The Setting Every Community Up For Retirement Enhancement (SECURE) Act became effective Jan. 1, 2020, and it will affect nearly everyone in some way. Like any huge tax bill, there are things that some people will like and some people will hate. Here are some of the provisions that most people will want to know:
Some of the good news:
- Required Minimum Distribution (RMD) change. If didn’t turn 70 1/2 in 2019 or earlier, you don’t have to take your first RMD until you turn 72. Just like the RMD rules that have been in place for years, you could delay taking that first RMD until April 15th of the calendar year after you turn 72, but you’d also have to take a second RMD before December 31st of that same year.

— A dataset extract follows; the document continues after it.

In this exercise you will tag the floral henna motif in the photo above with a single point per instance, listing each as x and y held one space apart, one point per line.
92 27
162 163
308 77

- Contributions to Traditional IRA Change. Until now, you couldn’t make contributions to your Traditional IRA once you hit the calendar year in which you turned 70 1/2. The SECURE Act removed that age limit, and, as long as you have earned income, contributions can be made at any age.
- New Exception To The 10% Early Withdrawal Penalty. Up to $5,000 can be distributed penalty-free from an IRA or from a qualified plan as a “Qualified Birth or Adoption Distribution.” It has to taken within a year after the birth or adoption, and, as of now, it appears that it’s not a one-time-only deal and can be used following subsequent births or adoptions.
- New Qualified Education Expenses for 529 Plans. Under the SECURE Act, 529 plans can now be used to pay for expenses related to certain Apprenticeship Programs and a lifetime amount of $10,000 can be used to pay the principal and/or interest of qualified education loans. The $10,000 lifetime limit on student loan debt is a per-person limit, and in addition to using the funds in a 529 plan to pay for the 529 plan beneficiary’s debt, an additional $10,000 may be distributed as a qualified education loan repayment to satisfy outstanding student debt for each of a 529 plan beneficiary’s siblings. This change is effective retroactive to the beginning of 2019.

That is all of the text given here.